Steve Thompson remembers his pilot radioing the "Mayday" distress signal as the single-engine Cessna in which the two men were flying plunged into the already darkened Virginia suburb of Vienna last Nov. 15.

"We had been watching a traffic accident on Old Georgetown Road in Maryland. I have just the vaguest memory of the pilot transmitting 'Mayday' and that's it," said Thompson, 34, who was aloft that day as WTOP radio's traffic reporter in the sky.

The airplane, which federal safety investigators later said apparently ran out of fuel, crashed into the treetops and came to rest, upended in the yard of an unoccupied Vienna home. Rescue workers struggled for an hour to free pilot Bernard (Wick) Wicker and 90 minutes to extricate Thompson.

"The next thing I really remember is being in the intensive care unit the next day," said Thompson yesterday in his first day of interviews since the crash.

Thompson, who credits Wicker with a landing that probably saved both their lives, has spent the ensuing 10 weeks in Fairfax Hospital recovering from a badly broken hip and an eight-inch gash in his abdomen caused when he was impaled on the plane's control column.

Wicker, who also suffered serious injuries, left the hospital Wednesday for his home in Gainesville, Va.

Both men are experienced pilots, raising questions about how the plane, owned by Colgan Airways in nearby Manassas, could have run out of fuel.Thompson refused to comment yesterday on the cause of the accident, but said both he and Wicker have consulted attorneys.

Thompson, meanwhile, is concerntrating on recuperating.

"You know it's been bad when you meet doctors for the first time and they start using the phrase '... worked to save your life," he said.

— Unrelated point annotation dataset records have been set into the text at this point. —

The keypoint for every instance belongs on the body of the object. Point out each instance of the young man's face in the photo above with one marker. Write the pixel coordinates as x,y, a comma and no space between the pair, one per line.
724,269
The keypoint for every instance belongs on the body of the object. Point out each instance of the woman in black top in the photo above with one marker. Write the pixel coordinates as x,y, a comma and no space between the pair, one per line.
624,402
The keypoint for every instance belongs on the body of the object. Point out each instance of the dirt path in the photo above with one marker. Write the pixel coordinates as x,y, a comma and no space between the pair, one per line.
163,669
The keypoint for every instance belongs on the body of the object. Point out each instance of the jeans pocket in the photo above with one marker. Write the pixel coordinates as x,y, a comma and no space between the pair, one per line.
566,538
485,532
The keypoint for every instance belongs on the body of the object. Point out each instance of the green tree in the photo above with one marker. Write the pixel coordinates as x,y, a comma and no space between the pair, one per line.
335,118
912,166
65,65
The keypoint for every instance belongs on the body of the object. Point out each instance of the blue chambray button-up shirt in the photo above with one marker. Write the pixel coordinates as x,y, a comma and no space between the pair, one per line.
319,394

A yellow, polka-dotted ribbon is tied around a traction device supporting his leg, to be undone upon his expected liberation from the hospital in two weeks.

"The hostages (in Iran) have been there for 11 days longer than I've been here," he said. "At least the people who visit me are friendly. They carry stethoscopes, not AK-47s."

The future now seems uncertain for the normally vigorous flier.

"I've always been able to earn my living from reporting," said Thompson, who has spent more than two years reporting on other people's traffic accidents before his own brush with death.

Now, he said, there are questions about his career, although he said his employers have been "incredibly supportive" during his confinement.

"First will be the gradual procedure of learning to walk again," he said. He will leave the hospital on crutches and faces the possibility of additional operations if his hip doesn't mend properly. His doctors, he said, are making no promises.

Though his memory of the crash is admittedly hazy, Thompson says he is sure that Wicker's action in the air on the night of the accident saved both of their lives.

"I asked him two years ago, when we started flying together, 'How would you handle it if the engine ever quit in the dark?'"

Thompson said Wicker, who has more than 30 years of flying experience, replied that he would look for the darkest place in the night landscape and then stall the plane into a tree.

"And that is exactly what he did," Thompson said. "I can't praise his flying abilities highly enough."

Thompson's hospital confinement has also been a time for him to ponder the inevitable question: Will he fly again?

"I'll probably do it again," said Thompson after a brief pause. "But doing it every day for a living -- that's something else."

Even Thompson's wife, Nancy, has not openly attempted to dissuade him from the thought of flying again.

"She understands," Thompson said. "She's nervous, but she understands."